Rename Howse Pass to Reflect It's Importance to Indigenous Peoples
Rename Howse Pass to Reflect It's Importance to Indigenous Peoples
Why this petition matters
Howse Pass links the Columbia River valley in the interior of British Columbia to the eastern slopes of the Rocky Mountains. This pass is one of only a handful to cross the continental divide and as such served as a primary route for trade and travel for generation upon generation of Indigenous Peoples for millennia.
The first European over the pass was the Northwest Company's fur-trading explorer and surveyor David Thompson in 1807. The pass is named after the Hudson's Bay Company fur-trader Joseph Howse who transited the pass in 1809 as part of a reconaissance of the Columbia River Valley. Howse Peak, visible from the pass, and Howse River, which flows westward from the pass into the North Saskatchewan headwaters, are also named after Joseph Howse.
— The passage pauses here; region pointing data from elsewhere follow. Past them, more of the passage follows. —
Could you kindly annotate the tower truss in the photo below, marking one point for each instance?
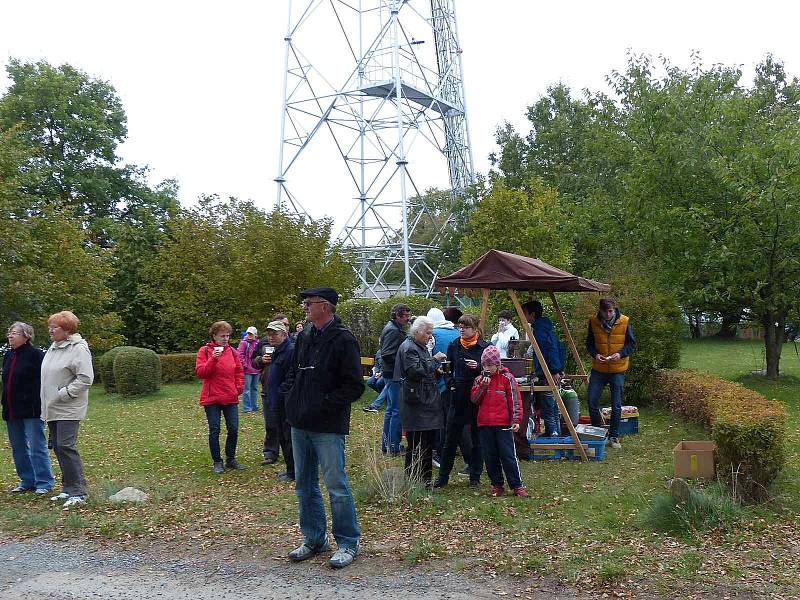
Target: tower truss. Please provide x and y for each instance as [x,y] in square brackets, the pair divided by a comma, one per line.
[374,115]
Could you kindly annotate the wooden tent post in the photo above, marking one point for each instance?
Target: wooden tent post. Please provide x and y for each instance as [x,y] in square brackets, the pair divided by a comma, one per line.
[484,310]
[578,362]
[551,384]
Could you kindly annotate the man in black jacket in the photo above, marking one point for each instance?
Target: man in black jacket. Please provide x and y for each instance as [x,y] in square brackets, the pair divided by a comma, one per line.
[324,379]
[392,336]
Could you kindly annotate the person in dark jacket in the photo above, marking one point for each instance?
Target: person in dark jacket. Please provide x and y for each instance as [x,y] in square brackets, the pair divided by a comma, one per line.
[392,336]
[275,357]
[22,409]
[554,353]
[464,355]
[420,400]
[323,381]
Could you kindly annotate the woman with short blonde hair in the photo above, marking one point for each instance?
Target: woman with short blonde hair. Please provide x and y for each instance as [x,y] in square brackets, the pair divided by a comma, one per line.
[67,375]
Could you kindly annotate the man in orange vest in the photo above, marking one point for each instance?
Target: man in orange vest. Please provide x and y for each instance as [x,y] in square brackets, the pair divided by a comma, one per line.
[609,342]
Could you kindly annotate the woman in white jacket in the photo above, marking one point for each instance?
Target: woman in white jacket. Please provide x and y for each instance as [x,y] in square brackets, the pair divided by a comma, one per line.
[67,375]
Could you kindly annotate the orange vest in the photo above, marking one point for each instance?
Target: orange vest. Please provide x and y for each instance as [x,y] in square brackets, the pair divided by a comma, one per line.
[608,343]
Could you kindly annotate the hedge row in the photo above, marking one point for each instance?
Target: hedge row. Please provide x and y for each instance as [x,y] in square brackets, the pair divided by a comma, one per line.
[748,429]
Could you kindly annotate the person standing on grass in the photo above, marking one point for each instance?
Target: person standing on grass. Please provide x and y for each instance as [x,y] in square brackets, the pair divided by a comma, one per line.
[393,334]
[22,411]
[251,374]
[67,375]
[323,381]
[609,342]
[274,357]
[420,401]
[222,375]
[496,393]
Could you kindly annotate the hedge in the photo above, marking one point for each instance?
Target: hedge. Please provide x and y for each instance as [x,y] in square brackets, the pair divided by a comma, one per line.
[748,429]
[178,368]
[106,368]
[136,371]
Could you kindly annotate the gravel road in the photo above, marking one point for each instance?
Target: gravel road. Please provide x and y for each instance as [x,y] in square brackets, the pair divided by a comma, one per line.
[43,568]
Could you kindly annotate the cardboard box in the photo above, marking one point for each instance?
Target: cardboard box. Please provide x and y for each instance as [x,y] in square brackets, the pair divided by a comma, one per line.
[694,460]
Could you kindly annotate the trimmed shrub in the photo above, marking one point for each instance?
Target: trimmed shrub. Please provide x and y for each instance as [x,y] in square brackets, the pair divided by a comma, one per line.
[106,370]
[657,326]
[137,371]
[178,368]
[749,430]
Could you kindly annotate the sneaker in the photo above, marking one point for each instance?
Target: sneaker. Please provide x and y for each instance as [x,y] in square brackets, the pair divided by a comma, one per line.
[343,557]
[73,500]
[305,551]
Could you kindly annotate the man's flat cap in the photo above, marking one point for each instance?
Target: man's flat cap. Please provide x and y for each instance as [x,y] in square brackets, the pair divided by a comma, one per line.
[329,294]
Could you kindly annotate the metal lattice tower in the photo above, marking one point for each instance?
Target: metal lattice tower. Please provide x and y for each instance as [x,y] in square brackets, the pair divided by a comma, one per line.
[376,86]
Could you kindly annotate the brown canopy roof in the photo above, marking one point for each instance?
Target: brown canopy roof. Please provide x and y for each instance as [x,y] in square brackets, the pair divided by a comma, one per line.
[498,270]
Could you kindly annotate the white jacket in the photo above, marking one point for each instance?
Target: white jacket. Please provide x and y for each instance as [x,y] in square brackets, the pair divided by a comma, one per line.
[67,375]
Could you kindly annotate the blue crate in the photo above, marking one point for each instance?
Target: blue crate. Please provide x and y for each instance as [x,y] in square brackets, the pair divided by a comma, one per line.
[629,426]
[595,451]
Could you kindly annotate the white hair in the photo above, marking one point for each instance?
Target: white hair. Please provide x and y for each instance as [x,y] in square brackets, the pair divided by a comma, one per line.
[419,324]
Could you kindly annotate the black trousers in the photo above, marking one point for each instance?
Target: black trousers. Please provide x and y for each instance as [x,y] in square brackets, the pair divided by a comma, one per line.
[419,455]
[277,435]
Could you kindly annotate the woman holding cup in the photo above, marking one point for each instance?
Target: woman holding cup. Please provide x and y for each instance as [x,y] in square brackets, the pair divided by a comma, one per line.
[222,375]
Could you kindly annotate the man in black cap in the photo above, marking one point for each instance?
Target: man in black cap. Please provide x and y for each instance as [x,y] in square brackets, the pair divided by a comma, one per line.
[324,379]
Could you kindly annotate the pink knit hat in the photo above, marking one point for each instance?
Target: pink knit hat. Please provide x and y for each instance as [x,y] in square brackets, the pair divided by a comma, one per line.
[490,356]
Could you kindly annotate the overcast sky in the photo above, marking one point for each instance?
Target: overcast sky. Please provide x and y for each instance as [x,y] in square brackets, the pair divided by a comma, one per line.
[201,81]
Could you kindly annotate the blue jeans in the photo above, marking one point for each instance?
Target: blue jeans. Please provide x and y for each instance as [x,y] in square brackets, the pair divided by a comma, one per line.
[500,454]
[29,451]
[250,393]
[597,381]
[392,429]
[314,451]
[213,414]
[380,399]
[550,413]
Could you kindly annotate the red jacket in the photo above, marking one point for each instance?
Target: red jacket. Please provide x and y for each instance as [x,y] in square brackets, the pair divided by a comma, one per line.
[499,404]
[223,377]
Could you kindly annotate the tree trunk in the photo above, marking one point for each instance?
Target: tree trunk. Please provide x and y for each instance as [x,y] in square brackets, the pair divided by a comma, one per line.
[774,323]
[727,330]
[694,325]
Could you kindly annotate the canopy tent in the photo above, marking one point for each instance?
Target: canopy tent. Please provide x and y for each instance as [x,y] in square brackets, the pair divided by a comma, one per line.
[497,270]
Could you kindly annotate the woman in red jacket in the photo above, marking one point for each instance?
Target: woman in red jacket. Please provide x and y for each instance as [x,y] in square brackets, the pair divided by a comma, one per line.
[223,381]
[496,393]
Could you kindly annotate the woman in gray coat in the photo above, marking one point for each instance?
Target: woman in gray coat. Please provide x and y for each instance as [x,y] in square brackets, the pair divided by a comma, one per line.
[420,403]
[67,375]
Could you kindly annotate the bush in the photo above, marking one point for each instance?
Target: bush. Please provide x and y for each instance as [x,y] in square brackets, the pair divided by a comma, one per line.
[749,430]
[106,370]
[657,326]
[137,371]
[178,368]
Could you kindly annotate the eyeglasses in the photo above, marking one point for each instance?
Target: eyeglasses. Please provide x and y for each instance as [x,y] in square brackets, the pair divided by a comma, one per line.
[310,302]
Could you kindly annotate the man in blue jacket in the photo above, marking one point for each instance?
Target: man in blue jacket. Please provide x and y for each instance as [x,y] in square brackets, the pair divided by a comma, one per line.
[554,353]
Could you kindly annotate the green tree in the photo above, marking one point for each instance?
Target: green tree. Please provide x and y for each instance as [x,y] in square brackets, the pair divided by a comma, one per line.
[229,260]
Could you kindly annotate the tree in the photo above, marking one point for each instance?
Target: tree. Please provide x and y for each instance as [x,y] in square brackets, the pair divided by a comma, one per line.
[229,260]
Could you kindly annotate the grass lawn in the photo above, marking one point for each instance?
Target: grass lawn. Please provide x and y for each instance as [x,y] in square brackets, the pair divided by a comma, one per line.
[582,523]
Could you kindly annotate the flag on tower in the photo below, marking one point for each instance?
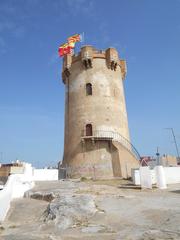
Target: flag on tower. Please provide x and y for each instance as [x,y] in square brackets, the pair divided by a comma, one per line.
[64,49]
[67,48]
[75,38]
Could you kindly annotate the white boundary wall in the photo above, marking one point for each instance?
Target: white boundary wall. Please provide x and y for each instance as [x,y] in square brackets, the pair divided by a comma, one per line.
[172,175]
[18,184]
[45,174]
[15,187]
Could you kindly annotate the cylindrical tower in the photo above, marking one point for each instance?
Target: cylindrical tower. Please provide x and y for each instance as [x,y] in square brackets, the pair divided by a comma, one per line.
[96,142]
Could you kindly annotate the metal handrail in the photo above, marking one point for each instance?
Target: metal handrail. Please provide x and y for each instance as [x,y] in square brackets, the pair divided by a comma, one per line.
[116,137]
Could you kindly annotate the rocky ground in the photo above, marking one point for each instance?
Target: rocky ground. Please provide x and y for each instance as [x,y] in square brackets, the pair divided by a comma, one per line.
[108,210]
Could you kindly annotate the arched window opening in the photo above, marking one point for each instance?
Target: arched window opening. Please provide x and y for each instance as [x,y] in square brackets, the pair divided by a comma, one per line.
[89,130]
[88,89]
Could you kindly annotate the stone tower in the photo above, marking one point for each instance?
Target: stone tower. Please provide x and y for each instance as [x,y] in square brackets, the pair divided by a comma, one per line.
[96,141]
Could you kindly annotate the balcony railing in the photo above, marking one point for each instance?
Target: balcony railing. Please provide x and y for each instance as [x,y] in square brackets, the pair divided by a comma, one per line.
[113,136]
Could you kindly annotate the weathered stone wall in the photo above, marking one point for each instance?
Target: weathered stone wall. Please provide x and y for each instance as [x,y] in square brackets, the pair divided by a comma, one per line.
[105,109]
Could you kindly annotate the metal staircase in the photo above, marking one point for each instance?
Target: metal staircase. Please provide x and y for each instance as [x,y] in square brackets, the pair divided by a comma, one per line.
[113,136]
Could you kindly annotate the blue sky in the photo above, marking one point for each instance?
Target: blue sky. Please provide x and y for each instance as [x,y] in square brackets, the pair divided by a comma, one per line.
[146,34]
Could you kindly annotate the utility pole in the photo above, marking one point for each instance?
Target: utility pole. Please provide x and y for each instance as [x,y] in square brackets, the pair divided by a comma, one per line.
[1,159]
[157,157]
[176,146]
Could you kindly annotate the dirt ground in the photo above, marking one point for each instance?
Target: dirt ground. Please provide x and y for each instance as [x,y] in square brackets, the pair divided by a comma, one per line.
[108,210]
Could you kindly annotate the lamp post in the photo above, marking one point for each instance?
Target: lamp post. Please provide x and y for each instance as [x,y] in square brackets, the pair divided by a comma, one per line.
[176,146]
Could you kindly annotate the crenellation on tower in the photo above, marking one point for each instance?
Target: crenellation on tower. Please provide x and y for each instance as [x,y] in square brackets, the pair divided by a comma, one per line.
[86,56]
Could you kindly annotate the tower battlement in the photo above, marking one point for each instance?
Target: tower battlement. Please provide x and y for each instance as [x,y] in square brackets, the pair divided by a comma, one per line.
[88,54]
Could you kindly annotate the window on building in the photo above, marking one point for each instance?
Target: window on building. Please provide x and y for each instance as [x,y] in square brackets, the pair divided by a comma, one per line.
[89,130]
[88,89]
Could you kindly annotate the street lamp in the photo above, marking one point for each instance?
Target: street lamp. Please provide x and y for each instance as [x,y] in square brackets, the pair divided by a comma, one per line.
[176,146]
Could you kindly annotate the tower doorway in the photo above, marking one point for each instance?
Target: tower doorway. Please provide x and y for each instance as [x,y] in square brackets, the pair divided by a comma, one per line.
[89,130]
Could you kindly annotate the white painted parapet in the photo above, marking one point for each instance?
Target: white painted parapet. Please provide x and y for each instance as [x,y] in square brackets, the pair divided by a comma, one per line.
[172,175]
[160,177]
[145,177]
[45,174]
[15,187]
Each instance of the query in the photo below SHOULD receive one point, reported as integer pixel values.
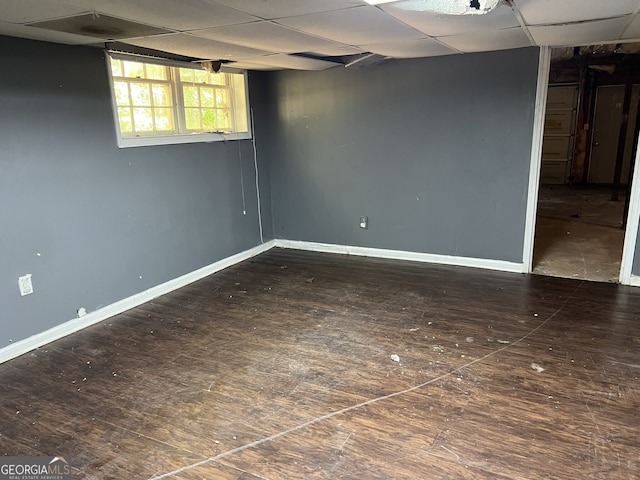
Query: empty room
(249, 239)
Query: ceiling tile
(100, 26)
(544, 12)
(26, 11)
(13, 30)
(272, 9)
(247, 65)
(439, 25)
(423, 47)
(598, 31)
(267, 36)
(182, 15)
(633, 30)
(488, 41)
(190, 46)
(293, 62)
(354, 26)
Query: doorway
(584, 178)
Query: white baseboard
(634, 281)
(403, 255)
(23, 346)
(38, 340)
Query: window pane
(186, 75)
(223, 120)
(192, 118)
(116, 67)
(156, 72)
(191, 97)
(164, 119)
(133, 69)
(209, 120)
(140, 94)
(222, 98)
(121, 91)
(201, 76)
(143, 119)
(124, 119)
(219, 78)
(161, 95)
(207, 97)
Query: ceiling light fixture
(448, 7)
(379, 2)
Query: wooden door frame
(633, 216)
(542, 88)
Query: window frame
(179, 107)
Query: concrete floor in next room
(578, 233)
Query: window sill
(128, 142)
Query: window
(157, 104)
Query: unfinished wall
(93, 223)
(434, 151)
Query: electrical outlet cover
(26, 287)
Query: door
(607, 120)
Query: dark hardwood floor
(304, 365)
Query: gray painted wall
(435, 152)
(93, 223)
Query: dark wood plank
(281, 367)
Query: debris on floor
(537, 367)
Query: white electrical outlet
(24, 282)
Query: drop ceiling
(319, 34)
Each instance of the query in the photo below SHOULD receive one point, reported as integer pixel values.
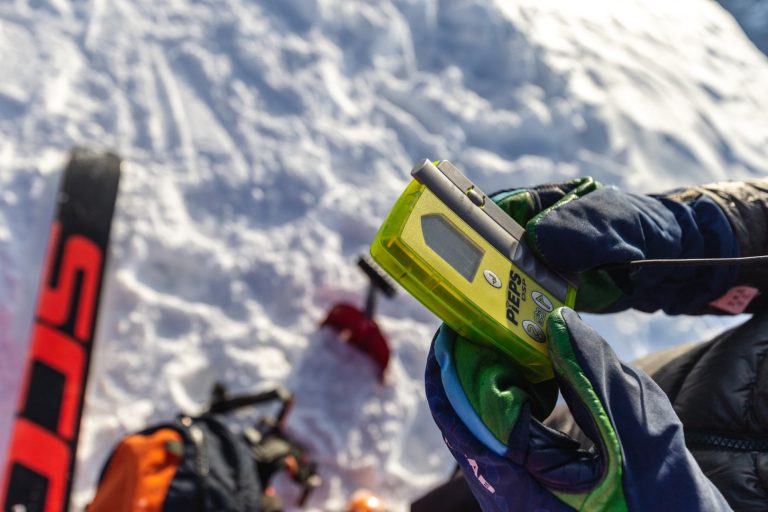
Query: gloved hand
(489, 417)
(603, 225)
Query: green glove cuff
(608, 494)
(497, 389)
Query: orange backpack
(197, 464)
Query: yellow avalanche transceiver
(458, 253)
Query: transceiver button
(476, 197)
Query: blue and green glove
(490, 416)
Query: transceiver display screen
(451, 244)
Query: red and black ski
(43, 444)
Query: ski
(43, 443)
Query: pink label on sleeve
(736, 299)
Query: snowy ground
(267, 140)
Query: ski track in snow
(266, 141)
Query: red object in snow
(356, 326)
(361, 332)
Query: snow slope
(267, 140)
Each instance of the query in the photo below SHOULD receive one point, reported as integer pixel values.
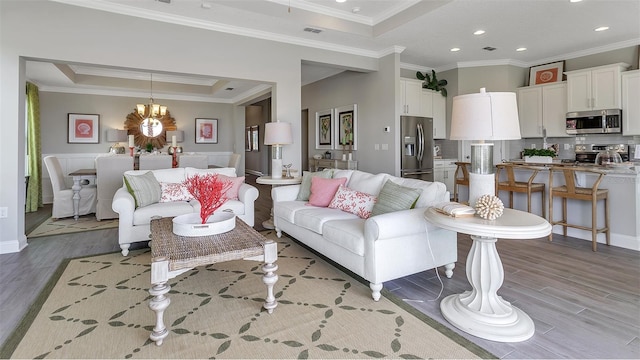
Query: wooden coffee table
(173, 255)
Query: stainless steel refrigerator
(417, 147)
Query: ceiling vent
(312, 30)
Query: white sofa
(381, 248)
(134, 222)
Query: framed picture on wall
(546, 74)
(83, 129)
(347, 135)
(324, 129)
(206, 131)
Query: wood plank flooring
(583, 304)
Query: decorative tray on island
(191, 224)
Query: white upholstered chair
(154, 162)
(63, 195)
(193, 160)
(109, 172)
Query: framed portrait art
(83, 129)
(324, 129)
(546, 74)
(206, 131)
(346, 134)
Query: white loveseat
(134, 222)
(381, 248)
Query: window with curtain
(33, 151)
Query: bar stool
(571, 191)
(527, 187)
(461, 177)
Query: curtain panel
(34, 150)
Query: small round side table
(268, 180)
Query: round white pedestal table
(481, 311)
(268, 180)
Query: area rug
(70, 225)
(97, 307)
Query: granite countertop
(629, 168)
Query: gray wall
(113, 111)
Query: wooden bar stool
(527, 187)
(571, 191)
(461, 177)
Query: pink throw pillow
(236, 182)
(174, 192)
(323, 190)
(353, 201)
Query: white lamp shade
(115, 135)
(278, 133)
(485, 116)
(179, 134)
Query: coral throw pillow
(323, 190)
(353, 201)
(174, 192)
(232, 192)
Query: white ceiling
(551, 30)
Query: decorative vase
(191, 224)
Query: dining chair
(512, 185)
(572, 190)
(109, 172)
(63, 195)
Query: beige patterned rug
(97, 307)
(70, 225)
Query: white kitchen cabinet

Both Thompson's and Howse's forays over this route are short-lived compared to the thousand year of the pass by Indigenous People. As one of the only routes available to First Nations living on the western slopes of the Rockies that enabled access to traditional buffalo hunting grounds, this pass played a major social, cultural, and spiritual role for generations.
We are asking for your help to petition the BC Geographical Names Office to propose a name change for Howse Pass that properly reflects it's First Nation's Heritage.